The compensation ranges from $500,000 to $32 million per survivor. While many victims may never receive the full amount, the verdict itself is a crucial step toward justice.
One survivor, Rev. Debbi Rhodes, who was abused at age 7, said:
“To have a court say, ‘I believe you’ — that’s heavy medicine.”
Another survivor, awarded $27 million, said the process was painful but healing:
“People now understand the magnitude of what he did.”
The abuse often took place after he asked parents to leave the room, and Copperman defended his actions by claiming he was being “thorough” in his exams—language disturbingly familiar in such cases.

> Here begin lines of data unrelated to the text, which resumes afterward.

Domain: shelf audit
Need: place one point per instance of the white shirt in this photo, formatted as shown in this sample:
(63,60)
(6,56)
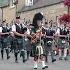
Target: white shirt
(0,29)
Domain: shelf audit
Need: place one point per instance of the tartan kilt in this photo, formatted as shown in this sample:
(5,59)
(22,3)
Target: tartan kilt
(62,43)
(5,42)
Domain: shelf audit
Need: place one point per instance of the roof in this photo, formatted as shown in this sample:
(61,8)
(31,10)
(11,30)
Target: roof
(4,3)
(40,4)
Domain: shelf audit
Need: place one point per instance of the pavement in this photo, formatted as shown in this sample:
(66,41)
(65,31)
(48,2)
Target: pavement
(11,65)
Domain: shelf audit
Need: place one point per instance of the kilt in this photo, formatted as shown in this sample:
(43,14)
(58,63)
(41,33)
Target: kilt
(0,43)
(62,43)
(48,46)
(5,42)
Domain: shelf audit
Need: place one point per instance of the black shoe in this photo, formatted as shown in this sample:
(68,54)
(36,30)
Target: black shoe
(35,68)
(60,58)
(24,61)
(53,60)
(65,58)
(45,67)
(8,57)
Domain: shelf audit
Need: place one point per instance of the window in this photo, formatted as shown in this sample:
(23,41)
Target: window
(12,3)
(28,2)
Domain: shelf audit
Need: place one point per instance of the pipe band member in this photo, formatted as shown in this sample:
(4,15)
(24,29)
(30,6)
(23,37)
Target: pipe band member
(37,48)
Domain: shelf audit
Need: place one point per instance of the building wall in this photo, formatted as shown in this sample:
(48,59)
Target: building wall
(9,14)
(49,12)
(20,4)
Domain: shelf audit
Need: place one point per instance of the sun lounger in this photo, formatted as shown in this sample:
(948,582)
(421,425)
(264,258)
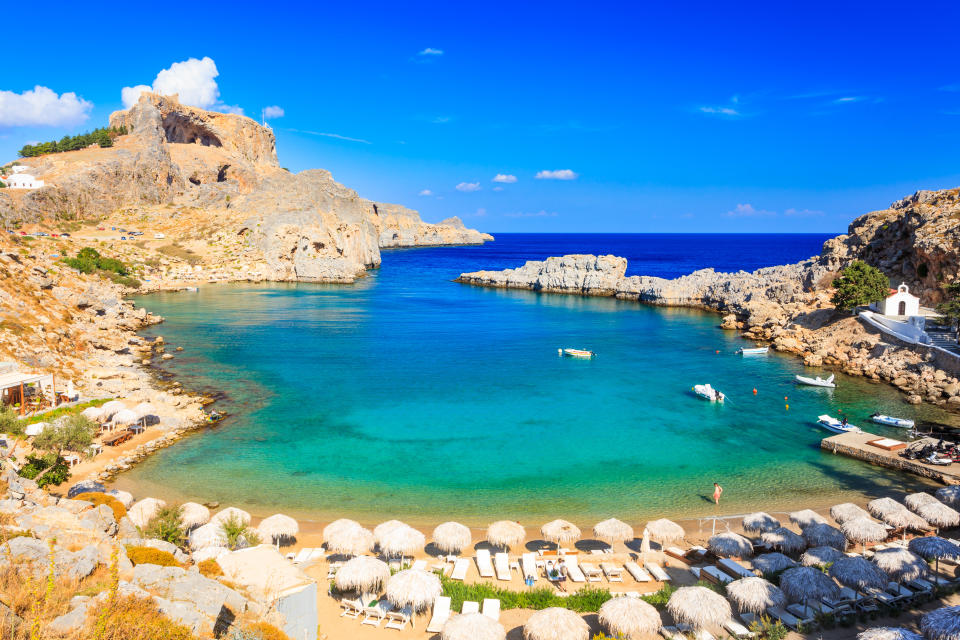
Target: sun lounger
(441,613)
(639,574)
(657,572)
(612,571)
(484,564)
(501,562)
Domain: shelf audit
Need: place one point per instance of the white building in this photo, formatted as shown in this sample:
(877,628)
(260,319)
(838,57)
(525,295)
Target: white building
(900,302)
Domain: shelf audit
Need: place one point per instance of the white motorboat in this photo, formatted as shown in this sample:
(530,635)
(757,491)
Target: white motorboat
(707,392)
(890,421)
(817,382)
(837,426)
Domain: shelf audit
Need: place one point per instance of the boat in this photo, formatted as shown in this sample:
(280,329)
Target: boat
(832,424)
(707,392)
(817,382)
(576,353)
(890,421)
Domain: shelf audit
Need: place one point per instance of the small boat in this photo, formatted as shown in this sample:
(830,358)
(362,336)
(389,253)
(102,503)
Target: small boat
(752,352)
(817,382)
(837,426)
(890,421)
(576,353)
(707,392)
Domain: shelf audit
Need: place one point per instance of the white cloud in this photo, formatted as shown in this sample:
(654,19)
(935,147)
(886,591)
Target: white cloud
(273,111)
(41,106)
(558,174)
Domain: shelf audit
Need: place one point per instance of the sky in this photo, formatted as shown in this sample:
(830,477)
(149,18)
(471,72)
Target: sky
(538,117)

While his financial assets remain unclear and a collections specialist has been hired, what’s clear is this:
Justice doesn’t always come in a courtroom—but truth does.

Why this matters in India:
Much like in India, where rape conviction rates are low and survivors are often dismissed, this case reminds us that lack of conviction ≠ lack of truth. Survivors deserve to be heard—even decades later.